The 10 Coolest, Creepiest and Downright Best Horror Movie Posters of 2020

Horror

The theatrical release slate might have been limited this year, but it didn’t slow down horror in the slightest. Even with our most anticipated titles postponed, 2020 still delivered great genre offerings, and with it, a ton of great movie posters.

A movie trailer has an average of two minutes’ worth of highlight footage to entice audiences to purchase tickets upon release. A movie poster, however, has to do it with only a single image. When done well, a movie poster not only piques audience curiosity, but there’s an excellent chance we’ll want it acquired for our walls, too. As with any form of marketing, the poster doesn’t speak to the quality of the final product, though. No matter the film, these movie posters were creative, enticing, and often downright stunning.
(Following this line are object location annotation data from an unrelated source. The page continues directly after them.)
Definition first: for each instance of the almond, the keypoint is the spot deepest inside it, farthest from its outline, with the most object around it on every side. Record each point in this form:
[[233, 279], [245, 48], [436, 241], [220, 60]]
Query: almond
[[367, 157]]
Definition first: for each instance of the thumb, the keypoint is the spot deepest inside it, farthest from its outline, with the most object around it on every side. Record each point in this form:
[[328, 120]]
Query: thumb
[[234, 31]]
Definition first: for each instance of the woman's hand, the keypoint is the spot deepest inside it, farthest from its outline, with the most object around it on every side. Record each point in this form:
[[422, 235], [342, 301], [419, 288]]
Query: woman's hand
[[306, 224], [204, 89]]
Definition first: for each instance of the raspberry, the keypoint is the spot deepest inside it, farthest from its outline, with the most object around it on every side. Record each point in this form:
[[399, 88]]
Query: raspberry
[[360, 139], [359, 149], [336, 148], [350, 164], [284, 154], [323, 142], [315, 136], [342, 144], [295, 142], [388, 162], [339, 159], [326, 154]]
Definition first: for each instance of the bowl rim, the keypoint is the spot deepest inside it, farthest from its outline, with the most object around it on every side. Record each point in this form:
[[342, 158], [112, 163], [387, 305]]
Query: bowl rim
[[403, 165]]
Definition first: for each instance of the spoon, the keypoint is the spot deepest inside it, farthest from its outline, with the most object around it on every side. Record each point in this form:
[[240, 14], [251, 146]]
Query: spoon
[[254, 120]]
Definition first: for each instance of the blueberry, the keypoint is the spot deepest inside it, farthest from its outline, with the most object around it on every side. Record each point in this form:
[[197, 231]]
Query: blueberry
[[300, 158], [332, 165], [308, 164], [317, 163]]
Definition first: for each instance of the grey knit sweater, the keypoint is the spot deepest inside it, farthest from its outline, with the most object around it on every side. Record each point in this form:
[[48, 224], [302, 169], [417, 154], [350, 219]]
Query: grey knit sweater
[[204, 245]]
Here are the ten best horror movie posters of 2020.


Archenemy

Superhero tales are often all about duality, of two competing identities. Archenemy’s poster captures that in eye-catching comic book art style. In two contrasting halves, Joe Manganiello’s Max Fist presents his two warring sides; the grimy drunk living on the streets and the superhero from an alternate dimension he claims to be. The alluring, bright-colored imagery invites you to learn more.


Gretel & Hansel

Osgood Perkins’s reimagining of the classic fairy tale injects a whole lot of style, and the poster art exemplifies that. The foreboding dark woods surround a peculiar, sharp-angled house, with the witch standing in the doorway, washed in a warm glow. It doesn’t just signal a vastly different take on the tale, but it elicits the question of what would draw Hansel and Gretel to such an uninviting place. Did you spot the hidden warning in the trees?


After Midnight

“Love will rip your heart out.” This tagline, combined with stunning creature-filled art, immediately piques your curiosity. The bleeding heart is just icing on the cake. Based on this poster alone, After Midnight successfully sells itself as the precise type of romance that the horror fan can get behind.  


The Dark and the Wicked

Evil is synonymous with the color red, so it’s no surprise that one of the most nihilistic films of the year would bathe the eerie farmhouse featured in the movie in a red glow. It’s made even more frightening with the silhouette of a woman hovering midair, just below the title. It’s moody art that conveys evil, and even then, it might not prepare you for the horrors within.


The Wolf of Snow Hollow

We’re always suckers for the visual of blood spilling across pristine white snow. The poster for the horror-comedy thriller The Wolf of Snow Hollow is saturated in red, with the only untouched snow left forming an outline of a howling wolf in the wake of its lead, John Marshall (Jim Cummings). It’s the best kind of welcome mat for a horror fan.


Black Water: Abyss

The marketing for the sequel to Black Water leaned in heavily on its Descent-like premise. The unwitting adventure seekers in the film get trapped in an uncharted cave system with aggressive crocodiles thanks to flooding waters. The poster art plays that up with effective simplicity. Spelunkers unwittingly lowering themselves into the cavernous mouth of a killer croc? Brilliant.


Welcome to the Blumhouse

In October, Blumhouse launched the first half of their planed eight-movie collection “Welcome to the Blumhouse.” This gorgeous poster assembled all four titles in one dollhouse image, with the tagline “four unsettling films under one roof.” Each floor in the house is dedicated to a different movie, with genre imagery to match.


Possessor

Sometimes all it takes is a single still to sell you on a movie, which’s the case here. Just one single, striking image from Possessor is enough to get our horror-loving hearts beating faster in anticipation. The melting face on the poster stands out, even more, thanks to the single color scheme, and “lose control” sets the tone for Brandon Cronenberg’s mind-bending sci-fi horror thriller.


Color Out of Space

Richard Stanley dials up the psychedelics in his adaptation of H.P. Lovecraft’s “The Colour Out of Space,” both in visuals and narrative. The poster perfectly encapsulates the wild aesthetic, and it’s immediately attention-grabbing. The vivid colors pop.


Unhinged

The film itself plays like a road-rage-fueled slasher, in which Russell Crowe’s “Man” targets and stalks his prey (Caren Pistorius) while violently murdering those that cross his path. These posters capture the film’s slasher style in parody form, putting the two leads in the movie art for A Nightmare on Elm Street and Friday the 13th. Its marketing is aimed directly at horror fans, and we appreciate it.